I should grab the phone back and stop this madnessbefore it spirals any further, but my feet won’t move. I’m stuck watching, helpless, while he spins a fantasy my mother will dissect with surgical precision.

“Yes, ma’am,” he says smoothly, his tone all polite and charming. “I’ll see you then.”

I’m still reeling when he reaches past me, fingers brushing the strap of my bag. My breath snags, but rather than the disaster my brain concocts, he grabs the pen I'd forgotten I had clipped to my bag and catches my hand.

His eyes flick from mine as he scrawls a number across the inside of my palm in quick, confident strokes.

“Just in case your mom calls back and I need to keep my story straight,” he murmurs, his voice pitched low enough to slide right beneath my skin.

Then, with a grin that should come with warning labels, he dips his head and presses a quick kiss to the spot he just inked.
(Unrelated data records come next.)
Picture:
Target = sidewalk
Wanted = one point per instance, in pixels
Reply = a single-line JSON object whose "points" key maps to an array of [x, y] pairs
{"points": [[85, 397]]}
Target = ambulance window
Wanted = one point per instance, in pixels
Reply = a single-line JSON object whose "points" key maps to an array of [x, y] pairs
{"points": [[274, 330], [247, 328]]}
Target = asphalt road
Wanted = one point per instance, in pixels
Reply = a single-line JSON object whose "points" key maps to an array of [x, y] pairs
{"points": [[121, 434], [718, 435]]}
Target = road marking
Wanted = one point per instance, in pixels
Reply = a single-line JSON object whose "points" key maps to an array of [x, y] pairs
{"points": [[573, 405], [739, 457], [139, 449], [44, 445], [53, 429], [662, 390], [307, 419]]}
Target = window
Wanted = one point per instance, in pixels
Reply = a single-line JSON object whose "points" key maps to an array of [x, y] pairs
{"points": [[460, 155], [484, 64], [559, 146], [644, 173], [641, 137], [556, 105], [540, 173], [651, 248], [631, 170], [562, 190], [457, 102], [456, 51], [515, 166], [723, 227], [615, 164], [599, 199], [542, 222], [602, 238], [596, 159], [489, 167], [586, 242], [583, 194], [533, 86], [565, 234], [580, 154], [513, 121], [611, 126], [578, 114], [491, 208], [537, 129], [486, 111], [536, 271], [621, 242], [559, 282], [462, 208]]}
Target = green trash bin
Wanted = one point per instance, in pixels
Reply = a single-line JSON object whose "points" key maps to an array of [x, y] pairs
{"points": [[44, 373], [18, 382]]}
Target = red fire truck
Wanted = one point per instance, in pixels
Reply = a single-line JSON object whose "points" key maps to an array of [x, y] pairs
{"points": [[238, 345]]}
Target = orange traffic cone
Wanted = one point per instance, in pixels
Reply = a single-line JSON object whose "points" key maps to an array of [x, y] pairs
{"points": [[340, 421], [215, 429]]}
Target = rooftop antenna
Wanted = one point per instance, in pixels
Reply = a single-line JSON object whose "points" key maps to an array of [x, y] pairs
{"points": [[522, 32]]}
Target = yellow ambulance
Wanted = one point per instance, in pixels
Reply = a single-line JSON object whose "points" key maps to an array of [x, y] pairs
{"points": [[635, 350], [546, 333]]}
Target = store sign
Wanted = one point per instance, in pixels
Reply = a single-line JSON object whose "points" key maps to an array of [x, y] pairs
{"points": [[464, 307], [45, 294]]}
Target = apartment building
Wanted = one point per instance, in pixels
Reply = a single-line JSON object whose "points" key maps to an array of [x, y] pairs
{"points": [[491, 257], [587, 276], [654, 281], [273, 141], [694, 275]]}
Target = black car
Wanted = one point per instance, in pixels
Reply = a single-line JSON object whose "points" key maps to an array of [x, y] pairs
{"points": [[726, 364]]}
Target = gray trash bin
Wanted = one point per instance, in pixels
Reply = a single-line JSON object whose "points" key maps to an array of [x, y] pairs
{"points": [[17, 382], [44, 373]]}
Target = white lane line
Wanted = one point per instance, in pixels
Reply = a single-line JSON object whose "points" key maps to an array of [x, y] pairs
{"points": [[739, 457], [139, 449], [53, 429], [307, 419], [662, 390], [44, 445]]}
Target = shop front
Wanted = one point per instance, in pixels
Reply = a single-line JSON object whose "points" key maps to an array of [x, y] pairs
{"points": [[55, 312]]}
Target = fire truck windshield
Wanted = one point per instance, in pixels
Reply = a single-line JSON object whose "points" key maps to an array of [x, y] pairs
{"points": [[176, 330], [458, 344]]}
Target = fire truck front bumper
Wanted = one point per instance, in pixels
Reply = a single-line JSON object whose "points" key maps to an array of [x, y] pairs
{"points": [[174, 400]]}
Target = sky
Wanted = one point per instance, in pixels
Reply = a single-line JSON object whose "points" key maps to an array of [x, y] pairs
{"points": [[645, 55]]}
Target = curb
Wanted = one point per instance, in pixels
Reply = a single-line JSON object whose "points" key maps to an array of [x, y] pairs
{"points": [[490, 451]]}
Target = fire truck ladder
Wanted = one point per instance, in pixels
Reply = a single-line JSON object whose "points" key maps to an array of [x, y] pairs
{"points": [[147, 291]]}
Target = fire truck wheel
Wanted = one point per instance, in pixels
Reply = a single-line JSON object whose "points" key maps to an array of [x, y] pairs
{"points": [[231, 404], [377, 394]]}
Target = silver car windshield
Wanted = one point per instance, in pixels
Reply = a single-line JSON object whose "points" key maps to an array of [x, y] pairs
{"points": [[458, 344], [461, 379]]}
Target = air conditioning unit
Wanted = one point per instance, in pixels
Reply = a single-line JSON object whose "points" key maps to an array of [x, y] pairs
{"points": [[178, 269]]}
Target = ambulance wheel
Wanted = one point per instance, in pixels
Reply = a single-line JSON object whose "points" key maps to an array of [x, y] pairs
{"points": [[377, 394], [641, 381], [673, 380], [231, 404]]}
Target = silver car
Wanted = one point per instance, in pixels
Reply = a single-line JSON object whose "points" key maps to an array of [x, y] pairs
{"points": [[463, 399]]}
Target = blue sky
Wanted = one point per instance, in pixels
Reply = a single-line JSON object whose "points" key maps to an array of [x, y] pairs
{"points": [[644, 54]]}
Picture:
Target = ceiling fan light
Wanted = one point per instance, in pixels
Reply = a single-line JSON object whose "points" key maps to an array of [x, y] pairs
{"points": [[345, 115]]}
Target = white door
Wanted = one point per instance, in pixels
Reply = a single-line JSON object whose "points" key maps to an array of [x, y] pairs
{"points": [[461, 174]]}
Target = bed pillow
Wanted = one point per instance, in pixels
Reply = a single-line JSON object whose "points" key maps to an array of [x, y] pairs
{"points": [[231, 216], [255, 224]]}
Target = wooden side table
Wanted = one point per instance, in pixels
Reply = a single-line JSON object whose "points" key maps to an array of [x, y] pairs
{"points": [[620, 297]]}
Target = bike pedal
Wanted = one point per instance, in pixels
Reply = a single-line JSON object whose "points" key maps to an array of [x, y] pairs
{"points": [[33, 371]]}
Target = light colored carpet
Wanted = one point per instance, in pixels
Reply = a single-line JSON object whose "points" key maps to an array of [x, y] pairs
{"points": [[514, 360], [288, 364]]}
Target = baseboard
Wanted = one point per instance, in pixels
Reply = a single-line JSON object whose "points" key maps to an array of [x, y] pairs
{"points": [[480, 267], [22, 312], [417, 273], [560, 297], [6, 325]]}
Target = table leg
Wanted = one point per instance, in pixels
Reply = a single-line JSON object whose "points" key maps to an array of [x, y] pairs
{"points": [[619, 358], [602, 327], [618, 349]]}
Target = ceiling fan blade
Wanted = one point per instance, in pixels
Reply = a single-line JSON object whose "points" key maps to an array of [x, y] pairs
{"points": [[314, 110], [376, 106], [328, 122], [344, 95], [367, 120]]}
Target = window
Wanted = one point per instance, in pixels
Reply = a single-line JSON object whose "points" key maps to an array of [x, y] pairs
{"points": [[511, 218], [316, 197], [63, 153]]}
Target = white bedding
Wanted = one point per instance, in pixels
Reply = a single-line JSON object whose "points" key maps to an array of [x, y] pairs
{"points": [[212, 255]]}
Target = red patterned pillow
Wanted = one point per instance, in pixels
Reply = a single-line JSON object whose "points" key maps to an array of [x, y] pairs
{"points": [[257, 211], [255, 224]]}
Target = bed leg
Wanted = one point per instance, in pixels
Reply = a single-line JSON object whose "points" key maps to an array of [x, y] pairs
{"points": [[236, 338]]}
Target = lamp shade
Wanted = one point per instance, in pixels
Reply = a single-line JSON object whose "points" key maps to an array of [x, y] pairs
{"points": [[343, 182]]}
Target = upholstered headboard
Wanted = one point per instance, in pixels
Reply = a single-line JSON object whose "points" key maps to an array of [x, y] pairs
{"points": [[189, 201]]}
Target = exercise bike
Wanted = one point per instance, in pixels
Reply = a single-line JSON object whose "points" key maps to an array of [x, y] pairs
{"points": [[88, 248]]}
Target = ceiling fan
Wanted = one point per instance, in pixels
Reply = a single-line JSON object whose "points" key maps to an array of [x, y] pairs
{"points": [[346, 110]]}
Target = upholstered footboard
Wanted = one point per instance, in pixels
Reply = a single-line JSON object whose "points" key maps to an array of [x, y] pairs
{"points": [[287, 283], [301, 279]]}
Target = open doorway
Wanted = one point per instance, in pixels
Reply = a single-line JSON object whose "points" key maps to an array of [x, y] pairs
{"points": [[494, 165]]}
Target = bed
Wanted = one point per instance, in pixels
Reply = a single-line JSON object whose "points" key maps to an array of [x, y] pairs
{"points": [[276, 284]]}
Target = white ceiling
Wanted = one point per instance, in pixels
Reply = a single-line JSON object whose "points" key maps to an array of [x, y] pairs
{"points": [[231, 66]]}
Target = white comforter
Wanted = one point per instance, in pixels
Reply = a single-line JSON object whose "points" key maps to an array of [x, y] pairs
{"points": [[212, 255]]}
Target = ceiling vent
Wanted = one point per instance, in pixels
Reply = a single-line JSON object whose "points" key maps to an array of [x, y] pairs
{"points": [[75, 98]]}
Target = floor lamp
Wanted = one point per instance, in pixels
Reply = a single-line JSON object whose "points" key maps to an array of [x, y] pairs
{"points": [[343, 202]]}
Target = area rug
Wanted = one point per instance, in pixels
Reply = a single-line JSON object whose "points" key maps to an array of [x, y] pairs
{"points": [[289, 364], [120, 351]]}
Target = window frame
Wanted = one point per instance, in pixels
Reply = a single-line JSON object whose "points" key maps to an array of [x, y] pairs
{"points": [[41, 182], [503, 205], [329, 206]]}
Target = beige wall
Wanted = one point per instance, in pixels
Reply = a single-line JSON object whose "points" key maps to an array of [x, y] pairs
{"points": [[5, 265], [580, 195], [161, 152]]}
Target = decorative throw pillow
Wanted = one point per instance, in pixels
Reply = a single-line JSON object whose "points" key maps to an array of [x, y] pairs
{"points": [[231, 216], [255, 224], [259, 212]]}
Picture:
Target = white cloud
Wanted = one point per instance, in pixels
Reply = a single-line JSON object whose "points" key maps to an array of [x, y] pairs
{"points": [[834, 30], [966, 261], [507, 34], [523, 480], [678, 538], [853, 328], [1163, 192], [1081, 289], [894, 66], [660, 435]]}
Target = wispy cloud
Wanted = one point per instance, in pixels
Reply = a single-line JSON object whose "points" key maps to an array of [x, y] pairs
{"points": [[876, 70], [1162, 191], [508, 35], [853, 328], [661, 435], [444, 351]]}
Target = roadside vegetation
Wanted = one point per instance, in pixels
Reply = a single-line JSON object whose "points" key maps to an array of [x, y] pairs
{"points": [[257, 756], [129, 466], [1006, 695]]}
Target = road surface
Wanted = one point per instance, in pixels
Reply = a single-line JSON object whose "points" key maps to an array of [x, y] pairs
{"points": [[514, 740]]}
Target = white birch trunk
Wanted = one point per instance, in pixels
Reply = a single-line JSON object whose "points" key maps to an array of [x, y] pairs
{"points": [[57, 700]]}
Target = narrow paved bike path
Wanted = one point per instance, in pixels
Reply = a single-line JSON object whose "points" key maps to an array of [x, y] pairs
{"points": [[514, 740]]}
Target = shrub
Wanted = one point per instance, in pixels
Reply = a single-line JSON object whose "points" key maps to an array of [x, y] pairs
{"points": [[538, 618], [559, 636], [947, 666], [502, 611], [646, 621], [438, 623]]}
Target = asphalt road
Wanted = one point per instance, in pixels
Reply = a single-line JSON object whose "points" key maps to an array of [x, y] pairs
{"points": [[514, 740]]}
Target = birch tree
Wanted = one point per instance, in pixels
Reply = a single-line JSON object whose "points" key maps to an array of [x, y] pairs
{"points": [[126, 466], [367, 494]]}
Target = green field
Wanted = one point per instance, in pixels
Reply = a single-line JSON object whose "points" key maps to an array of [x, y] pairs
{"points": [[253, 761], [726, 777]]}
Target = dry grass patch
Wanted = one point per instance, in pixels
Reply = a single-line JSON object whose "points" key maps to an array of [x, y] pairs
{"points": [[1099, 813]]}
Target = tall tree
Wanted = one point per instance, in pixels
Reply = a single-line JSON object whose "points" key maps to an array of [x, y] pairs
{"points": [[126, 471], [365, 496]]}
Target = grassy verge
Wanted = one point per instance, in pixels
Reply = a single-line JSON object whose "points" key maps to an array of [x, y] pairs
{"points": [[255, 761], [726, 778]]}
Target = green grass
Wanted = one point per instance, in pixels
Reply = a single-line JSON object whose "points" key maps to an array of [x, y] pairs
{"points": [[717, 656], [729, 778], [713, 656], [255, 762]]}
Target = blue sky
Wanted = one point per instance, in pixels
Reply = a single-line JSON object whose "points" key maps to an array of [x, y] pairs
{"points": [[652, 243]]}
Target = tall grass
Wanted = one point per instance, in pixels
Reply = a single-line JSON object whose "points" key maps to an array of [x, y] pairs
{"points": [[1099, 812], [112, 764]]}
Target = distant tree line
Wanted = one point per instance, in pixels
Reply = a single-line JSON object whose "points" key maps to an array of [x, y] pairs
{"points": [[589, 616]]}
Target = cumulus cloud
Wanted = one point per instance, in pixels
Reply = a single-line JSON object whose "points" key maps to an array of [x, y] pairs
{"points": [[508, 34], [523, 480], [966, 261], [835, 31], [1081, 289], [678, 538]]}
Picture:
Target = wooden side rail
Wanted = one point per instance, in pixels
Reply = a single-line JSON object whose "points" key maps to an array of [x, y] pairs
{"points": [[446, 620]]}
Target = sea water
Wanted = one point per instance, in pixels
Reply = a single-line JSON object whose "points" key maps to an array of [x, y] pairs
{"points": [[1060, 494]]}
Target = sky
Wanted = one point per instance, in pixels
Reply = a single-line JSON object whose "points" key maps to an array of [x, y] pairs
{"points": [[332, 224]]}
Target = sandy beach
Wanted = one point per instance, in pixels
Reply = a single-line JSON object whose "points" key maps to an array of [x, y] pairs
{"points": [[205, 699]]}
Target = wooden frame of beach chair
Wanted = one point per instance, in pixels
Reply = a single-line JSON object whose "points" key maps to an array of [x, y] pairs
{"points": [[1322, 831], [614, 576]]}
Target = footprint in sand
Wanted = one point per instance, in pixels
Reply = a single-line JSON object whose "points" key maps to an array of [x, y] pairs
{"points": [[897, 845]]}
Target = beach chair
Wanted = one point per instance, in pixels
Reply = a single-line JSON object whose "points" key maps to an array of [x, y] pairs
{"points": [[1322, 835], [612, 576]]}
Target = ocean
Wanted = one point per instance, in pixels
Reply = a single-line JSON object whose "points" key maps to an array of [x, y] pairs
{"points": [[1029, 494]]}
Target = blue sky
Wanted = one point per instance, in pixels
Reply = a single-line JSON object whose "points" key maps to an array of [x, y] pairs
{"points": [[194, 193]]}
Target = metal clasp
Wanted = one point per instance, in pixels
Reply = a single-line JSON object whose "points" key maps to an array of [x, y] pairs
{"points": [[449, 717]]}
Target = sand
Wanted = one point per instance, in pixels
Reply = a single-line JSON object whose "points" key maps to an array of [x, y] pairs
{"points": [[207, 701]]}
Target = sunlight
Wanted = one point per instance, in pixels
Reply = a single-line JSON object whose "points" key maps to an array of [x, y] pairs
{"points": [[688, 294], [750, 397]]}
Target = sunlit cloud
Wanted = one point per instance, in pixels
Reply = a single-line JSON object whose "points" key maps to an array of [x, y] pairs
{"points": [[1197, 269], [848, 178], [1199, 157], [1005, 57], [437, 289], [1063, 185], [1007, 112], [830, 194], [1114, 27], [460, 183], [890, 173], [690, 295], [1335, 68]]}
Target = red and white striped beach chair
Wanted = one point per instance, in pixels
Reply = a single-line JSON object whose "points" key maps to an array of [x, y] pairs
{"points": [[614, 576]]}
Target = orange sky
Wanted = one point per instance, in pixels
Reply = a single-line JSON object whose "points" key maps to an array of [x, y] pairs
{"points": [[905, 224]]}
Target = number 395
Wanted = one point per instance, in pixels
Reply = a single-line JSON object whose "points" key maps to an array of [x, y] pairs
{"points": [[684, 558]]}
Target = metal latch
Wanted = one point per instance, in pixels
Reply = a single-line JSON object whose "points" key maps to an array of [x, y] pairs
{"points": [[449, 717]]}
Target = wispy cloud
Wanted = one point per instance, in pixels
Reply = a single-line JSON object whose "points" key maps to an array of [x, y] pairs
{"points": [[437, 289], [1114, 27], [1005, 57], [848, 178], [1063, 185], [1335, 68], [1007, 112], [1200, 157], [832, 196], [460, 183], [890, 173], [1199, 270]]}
The contact is nothing more than a brush, and my knees turn traitor beneath me.

“Bye, sweetheart.” He hands the phone back to me as the elevator doors slide open on our floor.

He strolls out like he didn’t just hijack my entire life. My jaw hangs open, phone limp in my hand, brain trying and failing to reboot, as the doors slide shut again, carrying me back downstairs. That’s when my mom’s laugh cuts through the line, warm and delighted in a way that feels like a death sentence.

“Well, he sounds wonderful, Alycia. You’ve been holding out on me.”

“Mamá, no es así…” I say quickly, tripping over the words, desperate to undo whatever she thinks she just heard.

“Ay Dios, por fin,” she says, sounding like she’s been waiting her whole life for this.

My stomach drops clear to the basement, and all I can do is stare at my reflection in the mirrored wall, hair slipping loose from its clip, cheeks still pink, eyes wide and stunned.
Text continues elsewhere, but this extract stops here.